The World To Come
The World to Come is, quite simply, one of the best novels I have read in a long time. At the heart of the book is the story of the Ziskind twins, Ben and Sara. Ben, a former child prodigy, now writes questions for a quiz show and feels lonely after his wife of less than a year has left him. Sara, an artist, married to Ben’s Russian bar mitzvah “twin,” is expecting her first child. At a singles’ cocktail hour in a New York museum, Ben steals a Chagall painting which, he is certain, used to belong to his family. He persuades Sara to make a forgery that will convince the experts, so that he can send it to the museum in place of the original. Meanwhile, he discovers evidence that the “original” painting may have been a forgery itself.

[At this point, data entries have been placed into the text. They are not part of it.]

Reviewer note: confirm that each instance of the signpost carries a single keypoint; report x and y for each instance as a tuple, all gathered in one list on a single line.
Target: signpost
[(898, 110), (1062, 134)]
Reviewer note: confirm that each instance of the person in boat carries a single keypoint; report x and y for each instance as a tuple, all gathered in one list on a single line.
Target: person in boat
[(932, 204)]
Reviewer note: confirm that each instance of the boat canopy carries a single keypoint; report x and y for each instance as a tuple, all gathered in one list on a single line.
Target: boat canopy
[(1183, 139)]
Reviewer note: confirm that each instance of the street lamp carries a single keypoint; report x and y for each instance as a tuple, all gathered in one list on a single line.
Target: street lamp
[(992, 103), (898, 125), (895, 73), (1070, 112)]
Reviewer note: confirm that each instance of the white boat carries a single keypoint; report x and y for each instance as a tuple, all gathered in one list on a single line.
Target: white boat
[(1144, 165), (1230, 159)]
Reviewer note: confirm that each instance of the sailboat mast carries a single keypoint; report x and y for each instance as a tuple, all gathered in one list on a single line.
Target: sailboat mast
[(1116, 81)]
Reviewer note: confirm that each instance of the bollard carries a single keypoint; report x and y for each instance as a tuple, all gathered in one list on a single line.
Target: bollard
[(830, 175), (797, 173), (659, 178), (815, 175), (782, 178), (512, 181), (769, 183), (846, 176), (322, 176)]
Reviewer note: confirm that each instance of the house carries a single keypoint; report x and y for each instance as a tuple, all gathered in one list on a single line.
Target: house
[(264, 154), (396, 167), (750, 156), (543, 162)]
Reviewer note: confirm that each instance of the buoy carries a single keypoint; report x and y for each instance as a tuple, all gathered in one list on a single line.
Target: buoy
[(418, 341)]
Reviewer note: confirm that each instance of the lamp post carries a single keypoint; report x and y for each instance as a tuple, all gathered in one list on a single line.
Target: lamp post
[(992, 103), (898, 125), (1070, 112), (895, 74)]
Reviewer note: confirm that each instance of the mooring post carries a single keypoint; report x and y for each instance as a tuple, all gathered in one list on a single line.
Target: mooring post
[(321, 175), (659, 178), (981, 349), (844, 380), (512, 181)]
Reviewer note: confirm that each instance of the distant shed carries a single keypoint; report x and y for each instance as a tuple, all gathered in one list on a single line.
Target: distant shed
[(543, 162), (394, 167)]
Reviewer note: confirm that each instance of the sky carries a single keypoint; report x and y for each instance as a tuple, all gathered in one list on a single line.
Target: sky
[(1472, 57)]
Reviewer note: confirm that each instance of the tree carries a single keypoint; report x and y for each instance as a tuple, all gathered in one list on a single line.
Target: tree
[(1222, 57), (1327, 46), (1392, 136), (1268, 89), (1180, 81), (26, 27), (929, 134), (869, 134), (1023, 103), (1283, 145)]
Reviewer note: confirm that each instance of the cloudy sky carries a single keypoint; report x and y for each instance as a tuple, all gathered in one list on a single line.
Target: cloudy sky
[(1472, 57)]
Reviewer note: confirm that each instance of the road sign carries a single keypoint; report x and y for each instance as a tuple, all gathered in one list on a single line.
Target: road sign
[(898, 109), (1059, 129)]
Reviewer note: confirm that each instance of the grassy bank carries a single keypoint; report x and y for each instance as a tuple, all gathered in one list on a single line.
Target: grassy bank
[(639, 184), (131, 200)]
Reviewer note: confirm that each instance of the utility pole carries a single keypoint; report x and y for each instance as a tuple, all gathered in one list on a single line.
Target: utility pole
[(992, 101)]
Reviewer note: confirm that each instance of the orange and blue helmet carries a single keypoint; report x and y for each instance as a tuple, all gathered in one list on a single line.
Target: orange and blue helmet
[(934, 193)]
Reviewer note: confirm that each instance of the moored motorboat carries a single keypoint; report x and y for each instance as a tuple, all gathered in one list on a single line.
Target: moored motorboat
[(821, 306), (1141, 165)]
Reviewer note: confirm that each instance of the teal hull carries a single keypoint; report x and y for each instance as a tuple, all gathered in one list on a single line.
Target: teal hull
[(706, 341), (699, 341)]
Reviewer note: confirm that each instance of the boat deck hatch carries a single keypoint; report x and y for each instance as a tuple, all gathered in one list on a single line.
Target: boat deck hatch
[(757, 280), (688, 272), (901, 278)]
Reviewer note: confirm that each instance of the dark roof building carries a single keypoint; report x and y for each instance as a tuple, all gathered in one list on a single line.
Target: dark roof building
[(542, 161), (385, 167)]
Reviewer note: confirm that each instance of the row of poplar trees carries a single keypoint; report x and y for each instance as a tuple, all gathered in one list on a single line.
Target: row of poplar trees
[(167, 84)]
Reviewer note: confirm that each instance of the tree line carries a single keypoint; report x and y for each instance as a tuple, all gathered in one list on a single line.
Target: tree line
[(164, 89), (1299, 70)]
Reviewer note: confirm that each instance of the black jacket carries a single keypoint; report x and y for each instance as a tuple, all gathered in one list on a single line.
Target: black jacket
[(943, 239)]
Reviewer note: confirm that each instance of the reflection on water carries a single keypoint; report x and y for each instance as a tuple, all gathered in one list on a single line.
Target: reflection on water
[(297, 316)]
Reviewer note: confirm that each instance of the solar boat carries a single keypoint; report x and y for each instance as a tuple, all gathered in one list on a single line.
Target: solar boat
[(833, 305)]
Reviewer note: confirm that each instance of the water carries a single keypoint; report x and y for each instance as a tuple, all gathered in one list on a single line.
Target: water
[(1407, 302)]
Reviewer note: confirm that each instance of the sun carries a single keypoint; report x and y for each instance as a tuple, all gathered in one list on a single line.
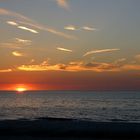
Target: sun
[(21, 89)]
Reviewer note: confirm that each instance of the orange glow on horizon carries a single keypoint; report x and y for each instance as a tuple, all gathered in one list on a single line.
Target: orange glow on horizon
[(21, 89)]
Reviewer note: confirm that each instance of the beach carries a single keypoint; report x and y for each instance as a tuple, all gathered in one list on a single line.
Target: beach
[(57, 128)]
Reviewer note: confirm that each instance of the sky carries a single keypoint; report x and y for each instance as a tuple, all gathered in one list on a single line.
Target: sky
[(70, 44)]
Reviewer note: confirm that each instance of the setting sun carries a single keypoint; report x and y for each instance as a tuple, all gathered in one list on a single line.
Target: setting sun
[(20, 89)]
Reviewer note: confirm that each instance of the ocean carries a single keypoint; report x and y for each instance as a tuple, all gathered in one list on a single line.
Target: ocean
[(106, 106)]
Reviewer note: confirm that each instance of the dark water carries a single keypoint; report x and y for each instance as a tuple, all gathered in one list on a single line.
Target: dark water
[(96, 106)]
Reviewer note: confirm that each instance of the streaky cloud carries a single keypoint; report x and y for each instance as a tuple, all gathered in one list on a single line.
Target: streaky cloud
[(80, 66), (63, 49), (89, 28), (100, 51), (63, 3), (70, 27), (17, 54), (48, 29), (28, 21), (5, 70), (28, 29), (28, 42), (12, 23)]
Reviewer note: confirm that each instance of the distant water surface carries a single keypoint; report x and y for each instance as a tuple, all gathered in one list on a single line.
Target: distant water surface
[(87, 105)]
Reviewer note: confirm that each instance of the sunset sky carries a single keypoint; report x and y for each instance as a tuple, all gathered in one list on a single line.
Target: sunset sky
[(70, 44)]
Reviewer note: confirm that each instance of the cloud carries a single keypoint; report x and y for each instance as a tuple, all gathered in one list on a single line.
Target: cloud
[(18, 54), (100, 51), (137, 57), (48, 29), (5, 70), (28, 29), (70, 27), (63, 3), (23, 41), (16, 43), (89, 28), (27, 21), (12, 23), (74, 28), (63, 49), (81, 66), (13, 14)]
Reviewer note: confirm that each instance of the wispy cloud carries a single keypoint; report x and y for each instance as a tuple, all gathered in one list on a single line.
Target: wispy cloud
[(28, 29), (5, 70), (63, 3), (137, 57), (16, 43), (74, 28), (12, 23), (13, 14), (63, 49), (70, 27), (81, 66), (48, 29), (100, 51), (17, 54), (27, 42), (21, 19), (89, 28)]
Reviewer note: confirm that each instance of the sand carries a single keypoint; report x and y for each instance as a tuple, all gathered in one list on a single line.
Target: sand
[(67, 129)]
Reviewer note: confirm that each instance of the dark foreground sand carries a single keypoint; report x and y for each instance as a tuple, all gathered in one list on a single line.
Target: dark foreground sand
[(67, 129)]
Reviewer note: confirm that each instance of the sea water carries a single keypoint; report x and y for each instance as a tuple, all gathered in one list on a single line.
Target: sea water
[(83, 105)]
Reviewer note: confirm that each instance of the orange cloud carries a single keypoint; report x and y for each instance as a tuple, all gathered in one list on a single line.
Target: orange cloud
[(63, 49), (18, 54), (63, 3), (100, 51), (28, 29), (81, 66), (5, 70)]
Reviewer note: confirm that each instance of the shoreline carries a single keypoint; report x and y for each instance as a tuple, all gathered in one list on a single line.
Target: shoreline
[(68, 128)]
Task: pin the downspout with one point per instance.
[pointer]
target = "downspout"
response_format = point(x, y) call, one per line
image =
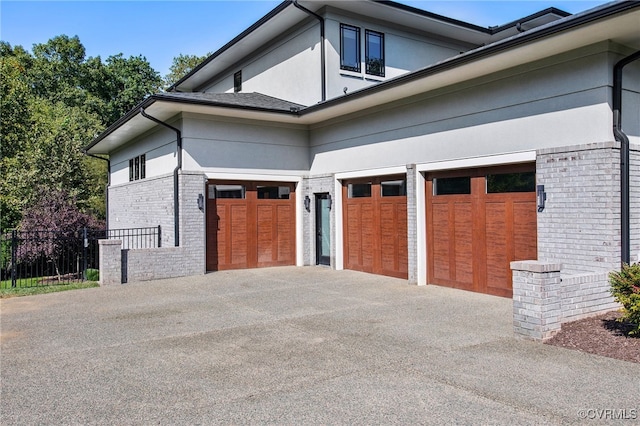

In 1920s Russia, Boris, who will eventually become the grandfather of the Ziskinds, grows up in a Jewish orphanage where Chagall teaches art. His encounter with Chagall and his housemate, the Yiddish author Der Nister, sets in motion the story of the painting which will eventually belong to the Ziskinds. We follow Der Nister’s life in Soviet Russia, as his friend Chagall becomes world-famous while his own work is forgotten. Another thread tells of the horrifying experiences of the Ziskind twins’ father in the Vietnam War. The whole last chapter is an extended fable set in the “world to come,” a paradise inhabited by those not yet born and those who have died. Horn also retells various Yiddish stories throughout the book. But it is impossible to do justice to this multi-layered novel in such a short space. Horn tells a beautifully-written story which joins the threads into a seamless whole and which will stay with you long after you have finished.